Second is MaintenanceMode-Choose.ps1, which allows setting or unsetting maintenance mode, with or without Force option. It uses a GUI dialog box to chose the options, so no code editing is needed for that, but you do have to edit it initially for your device names. It doesn't tell you what mode the VSAN is already in, as I know of no way to do that, but it is at least clear about what it does and tells you where to check.

Code: Select all

#modified KW
#NOTE, running on ANY node sets Maintenance mode for a given device on ALL nodes.
#Cluster services should be fully stopped BEFORE using maintenance mode. and all devices should be put into maintenance mode together

param(
    $addr="127.0.0.1", $port=3261, $user="root", $password="starwind", `
    $deviceName1="HAImage1", `
    $deviceName2="HAImage2",`
    [string]$enable=$true,`
    [string]$force=$true
    )


Import-Module StarWindX

switch( $Host.UI.PromptForChoice("VSAN Mode Selection",`
        "Set StarWind Maintenance Mode", `
        @("Enable"; "Enable with FORCE"; "Disable"; "Cancel" ),3) ) 
    {
    0 { $enable=$true
        $force=$false
        Write-Host "Enable selected WITHOUT Force" }
    1 { $enable=$true
        $force=$true
        Write-Host "Enable selected WITH Force" }
    2 { $enable=$false
        Write-Host "Disable selected" }
    3 { Write-Host "Cancelled -- no action taken"
        exit }
    }


Pause

try
{
	Enable-SWXLog

	$server = New-SWServer $addr $port $user $password

	$server.Connect()

#device 1
	$device = Get-Device $server -name $deviceName1
	if( !$device )
	{
		Write-Warning "Device {$deviceName1} not found"
		return
	}

	#params: enable, force
    $device.SwitchMaintenanceMode([bool]::Parse($enable), [bool]::Parse($force))

    Write-Host $deviceName1 "maintenance mode enablement now:" $enable


#device 2
    $device = Get-Device $server -name $deviceName2
	if( !$device )
	{
		Write-Warning "Device {$deviceName2} not found"
		return
	}

	#params: enable, force
    $device.SwitchMaintenanceMode([bool]::Parse($enable), [bool]::Parse($force))

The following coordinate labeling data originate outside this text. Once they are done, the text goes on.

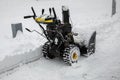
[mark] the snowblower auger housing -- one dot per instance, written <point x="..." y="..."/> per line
<point x="60" y="37"/>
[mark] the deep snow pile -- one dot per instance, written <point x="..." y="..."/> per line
<point x="103" y="65"/>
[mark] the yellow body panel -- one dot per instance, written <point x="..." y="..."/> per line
<point x="42" y="20"/>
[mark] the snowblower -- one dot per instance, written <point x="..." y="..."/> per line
<point x="59" y="35"/>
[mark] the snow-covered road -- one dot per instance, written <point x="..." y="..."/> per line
<point x="87" y="16"/>
<point x="103" y="65"/>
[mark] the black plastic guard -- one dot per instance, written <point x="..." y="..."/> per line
<point x="91" y="44"/>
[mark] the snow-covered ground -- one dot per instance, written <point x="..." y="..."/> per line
<point x="86" y="16"/>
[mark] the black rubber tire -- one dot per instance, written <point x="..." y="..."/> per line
<point x="69" y="53"/>
<point x="45" y="51"/>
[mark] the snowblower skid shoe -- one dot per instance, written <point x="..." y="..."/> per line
<point x="91" y="46"/>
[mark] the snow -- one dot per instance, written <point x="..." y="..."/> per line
<point x="87" y="16"/>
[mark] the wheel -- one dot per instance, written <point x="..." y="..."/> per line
<point x="71" y="54"/>
<point x="45" y="51"/>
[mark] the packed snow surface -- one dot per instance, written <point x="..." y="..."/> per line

    Write-Host $deviceName2 "maintenance mode enablement now:" $enable

}
catch
{
	Write-Error $_
	exit 1
}
finally
{
#	$server.Disconnect()

    Write-Host "Maintenance mode status may be verified in the StarWind Management Console"


}

Neither is guaranteed bug-free, of course. It would actually be kinda nice if there were a better way to share scripts here.
------------------------
"In theory, theory and practice are the same, but in practice they're not." -- Yogi Berra
yaroslav (staff)
Staff
Posts: 2279
Joined: Mon Nov 18, 2019 11:11 am

Mon Oct 19, 2020 3:21 am

Greetings,
but the domain controllers are virtual guests of the cluster, so can't be reached while bringing up cluster services if the whole cluster is offline.
As DCs, we recommend using 2 local VMs rather than clustered ones. Learn more at https://knowledgebase.starwindsoftware. ... san-usage/.
Devices that report as Synchronized in both PowerShell and the StarWind Management Console are showing 0% synchronized
Can I have the logs please, to confirm that the devices are synchronized? Please collect the logs with StarWind Log Collector (https://knowledgebase.starwindsoftware. ... collector/) and transfer them via Google Disk.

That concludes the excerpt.